Bare Minimum Permissions to Login with Twitter

suresh · 2022-06-22T11:47:34.471Z

Hi,
I have a developer account and I want users to login to our website using Twitter.
I just need to associate the account with the Twitter User ID and I do not need any other permission.
As shown in the picture below, the login prompt indicates few permissions which I do not require.
Is there any way I can make it so that users are not prompted with these. I just want to associate the account with the twitter user ID. I am worried this prompt may not encourage users to proceed as they might not trust a new/unknown app.

I see there is already a discussion here: How to reduce the list of requested permission to bare minimum - #5 by sqsoftdev
But, wanted to check if there is any update on this.

Thanks in advance,

andypiper · 2022-06-23T14:08:18.846Z

The screenshot appears to show an Oauth 1.0A application with read-only permissions. Using our new OAuth 2 options, you can enable only the access that you want for your application.

suresh · 2022-06-24T04:18:44.719Z

In the GUI I have only OAuth2 enabled.

image613×509 34.1 KB

Please note that I am using “Login with Twitter” from firebase - in case it makes a difference.

andypiper · 2022-06-24T12:23:34.083Z

To be honest, I’m not certain how Firebase is set up to work with our new OAuth 2.0 implementation - you may want to see if they have any information there. The OAuth permissions screen is definitely showing that it is hitting the older implementation. I do not know whether Firebase works with Twitter OAuth 2.0 yet.

suresh · 2022-06-29T08:30:47.468Z

OK. Thanks for the reply.
Any pointer will be helpful to implement login with Twitter directy.

I found this document

developer.twitter.com

Log in with Twitter

along with POST oauth/request_token | Docs | Twitter Developer Platform

But, it says :

This is the first step in the OAuth 1.0a 3-legged OAuth flow

But I want to use Oauth 2.0

Finding it difficult to follow the documents as they have mixed information for multiple tasks and I lack expertise on the auth related terms.

andypiper · 2022-06-29T14:07:12.721Z

You’re right. At the moment the Sign in with Twitter flow is not separately documented as a login method for v2. You basically need to implement OAuth 2.0 with the required scopes (you mentioned “bare minimum permissions” but you did not specific what exact permissions you want, I guess users.read and tweet.read would be the absolute minimum for just knowing a user ID via users/me). This is part of the OAuth 2.0 Making requests on behalf of users documentation.

suresh · 2022-06-30T05:40:39.665Z

I want to only know the user’s Twitter USER-ID (big integer).

I found this document a bit more clearer on the flow.

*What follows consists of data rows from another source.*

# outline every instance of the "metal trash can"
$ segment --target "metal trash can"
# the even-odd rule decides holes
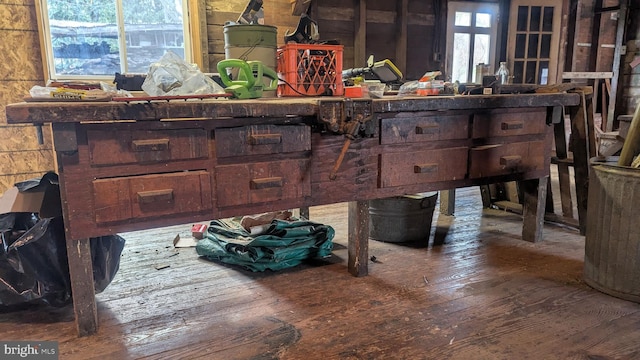
[[[369,238],[429,242],[437,192],[369,200]]]
[[[640,169],[617,161],[591,159],[584,280],[603,293],[640,302]]]

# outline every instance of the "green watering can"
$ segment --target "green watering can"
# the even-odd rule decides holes
[[[238,69],[238,79],[231,80],[227,69]],[[226,86],[224,90],[236,99],[257,99],[262,97],[263,91],[276,90],[278,87],[278,74],[262,61],[225,59],[218,63],[218,72]],[[268,85],[264,84],[264,77],[271,79]]]

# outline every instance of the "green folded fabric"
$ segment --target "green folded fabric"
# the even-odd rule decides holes
[[[251,271],[276,271],[331,256],[334,234],[331,226],[312,221],[273,220],[264,233],[252,236],[237,221],[214,220],[196,252]]]

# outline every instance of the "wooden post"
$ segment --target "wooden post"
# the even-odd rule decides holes
[[[408,0],[400,0],[396,7],[396,66],[407,69],[407,17]]]
[[[353,24],[355,26],[353,67],[361,67],[364,66],[367,59],[367,2],[365,0],[357,2]]]
[[[542,241],[544,227],[545,200],[549,177],[525,180],[522,187],[522,239],[531,242]]]
[[[349,203],[349,273],[366,276],[369,273],[369,206],[366,201]]]

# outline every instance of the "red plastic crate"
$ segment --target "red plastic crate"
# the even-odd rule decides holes
[[[342,45],[286,44],[278,48],[278,96],[342,96]]]

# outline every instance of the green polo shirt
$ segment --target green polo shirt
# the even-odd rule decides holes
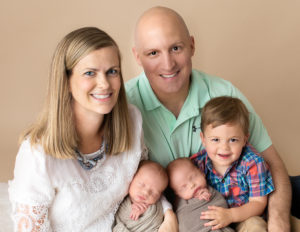
[[[178,157],[189,157],[203,149],[200,139],[201,109],[211,98],[240,98],[250,112],[250,143],[259,151],[271,144],[271,139],[249,101],[229,81],[193,70],[187,99],[178,118],[155,96],[145,73],[126,83],[128,101],[142,113],[145,144],[149,158],[166,166]]]

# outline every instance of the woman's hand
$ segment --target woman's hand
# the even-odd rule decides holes
[[[173,210],[168,209],[165,213],[165,219],[158,232],[178,232],[178,221]]]

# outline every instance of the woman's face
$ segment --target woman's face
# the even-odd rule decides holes
[[[118,50],[110,46],[92,51],[73,68],[70,92],[75,115],[104,115],[115,106],[121,69]]]

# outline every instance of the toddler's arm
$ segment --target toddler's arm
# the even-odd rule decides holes
[[[217,206],[208,206],[208,210],[201,213],[200,219],[208,219],[205,226],[213,226],[212,229],[220,229],[232,222],[242,222],[249,217],[259,216],[267,205],[267,196],[250,197],[249,202],[240,207],[224,209]]]

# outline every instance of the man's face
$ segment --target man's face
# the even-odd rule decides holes
[[[136,40],[134,54],[155,94],[188,92],[194,39],[184,26],[174,20],[148,23],[140,26]]]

https://docs.tweepy.org/en/latest/authentication.html#oauth-2-0-authorization-code-flow-with-pkce-user-context

But, it also states it is oauth1.

I found the instructions at OAuth 2.0 Making requests on behalf of users | Docs | Twitter Developer Platform. I think Tweepy is yet to support this. Maybe there are other libraries which could do - I will explore.

Thanks,
Suresh

IgorBrigadir · 2022-07-01T12:39:40.221Z

suresh:

I want to only know the user’s Twitter USER-ID (big integer).

You do not need to implement any of this login with twitter flow. Ask users to provide their username and look up their ID using GET /2/users/by | Docs | Twitter Developer Platform authenticating with your own credentials.

system · 2022-07-15T12:40:29.274Z

This topic was automatically closed 14 days after the last reply. New replies are no longer allowed.